In sum, the study of Bos et al. (2011) did not reveal any significant genetic or evolutionary change in 600 years that could explain the virulence of plague in the fourteenth century. As a consequence, they argue that a molecular approach only provides an incomplete picture when applied in isolation, and that a complementary ecological perspective is needed. More precisely, the more recent study emphasizes that a full understanding of the evolution of virulence requires a multi-dimensional framework that encompasses host resistance, ecological factors, and the interactions between the different diseases occuring in a well-defined geographical area over a specific time period.
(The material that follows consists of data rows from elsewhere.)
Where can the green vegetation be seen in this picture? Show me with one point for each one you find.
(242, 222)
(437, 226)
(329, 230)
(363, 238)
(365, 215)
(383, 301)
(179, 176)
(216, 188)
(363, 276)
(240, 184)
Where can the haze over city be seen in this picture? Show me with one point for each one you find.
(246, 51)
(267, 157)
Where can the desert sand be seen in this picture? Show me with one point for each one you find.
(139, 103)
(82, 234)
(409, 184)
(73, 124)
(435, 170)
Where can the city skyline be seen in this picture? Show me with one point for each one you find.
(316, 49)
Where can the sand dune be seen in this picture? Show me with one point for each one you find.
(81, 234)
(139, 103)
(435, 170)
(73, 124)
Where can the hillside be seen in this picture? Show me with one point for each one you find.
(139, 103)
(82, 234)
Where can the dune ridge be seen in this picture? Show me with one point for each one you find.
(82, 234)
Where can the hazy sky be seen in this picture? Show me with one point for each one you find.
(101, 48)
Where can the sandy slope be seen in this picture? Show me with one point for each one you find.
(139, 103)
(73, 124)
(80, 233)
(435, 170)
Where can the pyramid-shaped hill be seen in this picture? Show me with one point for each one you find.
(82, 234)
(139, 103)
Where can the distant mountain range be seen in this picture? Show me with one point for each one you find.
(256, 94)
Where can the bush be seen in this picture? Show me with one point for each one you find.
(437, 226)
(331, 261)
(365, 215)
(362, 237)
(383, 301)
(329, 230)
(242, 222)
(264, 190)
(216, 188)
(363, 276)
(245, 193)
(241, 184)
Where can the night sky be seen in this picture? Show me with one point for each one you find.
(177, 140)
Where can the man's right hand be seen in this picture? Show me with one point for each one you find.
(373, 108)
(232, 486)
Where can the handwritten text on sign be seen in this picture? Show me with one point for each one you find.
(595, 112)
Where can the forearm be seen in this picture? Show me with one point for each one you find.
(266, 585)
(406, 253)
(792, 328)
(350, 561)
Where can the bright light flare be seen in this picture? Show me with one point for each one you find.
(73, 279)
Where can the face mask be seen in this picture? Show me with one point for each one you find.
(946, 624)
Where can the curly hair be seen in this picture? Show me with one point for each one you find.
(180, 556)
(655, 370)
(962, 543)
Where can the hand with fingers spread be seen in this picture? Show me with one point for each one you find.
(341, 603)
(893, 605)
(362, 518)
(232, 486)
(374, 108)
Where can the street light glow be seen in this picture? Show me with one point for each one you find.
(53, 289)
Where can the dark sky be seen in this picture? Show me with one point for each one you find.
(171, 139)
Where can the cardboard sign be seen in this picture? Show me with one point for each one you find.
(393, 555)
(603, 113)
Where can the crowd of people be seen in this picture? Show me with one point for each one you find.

To go beyond the limitations of analytical approaches that investigate one disease at a time, a synthetic and global approach is necessary in order to understand more broadly the evolution of emerging diseases that compose the past, present, and future of any “pathocenosis” (Grmek 1969).

To conclude, our analyses of the case of the Spanish influenza pandemic show that there is an irreducible tension in studying the phenomenon of virulence comparatively across the sciences: one can either look for determinants of pathogenic power analytically, that is from within microorganisms, or synthetically at the level of host-pathogen interactions in a given ecological environment. Both approaches face limitations and neither appears to be sufficient to account for a complex phenomenon like the 1918–19 influenza pandemic. Besides, each level of analysis has its own ways of characterizing the nature and causes of virulence (and pathogenicity), and both lead to the development of different measures to prevent or to treat emerging infectious diseases. While ecological approaches contribute to the establishment of national and international programmes intended to increase detection and surveillance in emerging infections on a global scale, monitoring changes in virulence to prevent pandemics worldwide, molecular approaches facilitate the development of biomedical tools, such as vaccines or antibiotics, to fight infectious diseases either by reducing their pathogenic power, and/or by enhancing individual and group (or herd) immunity. Yet both perspectives can also work together: molecular phylogenies can provide evidence regarding the likely origins of future pandemics and help to channel the attention of a detection network onto particularly sensitive sites (see Morens et al. 2012). A better integration of ecological and molecular approaches would thus benefit public health medicine by providing stronger theoretical approaches and empirical mechanistic models to understand, manage and perhaps even predict future influenza pandemics.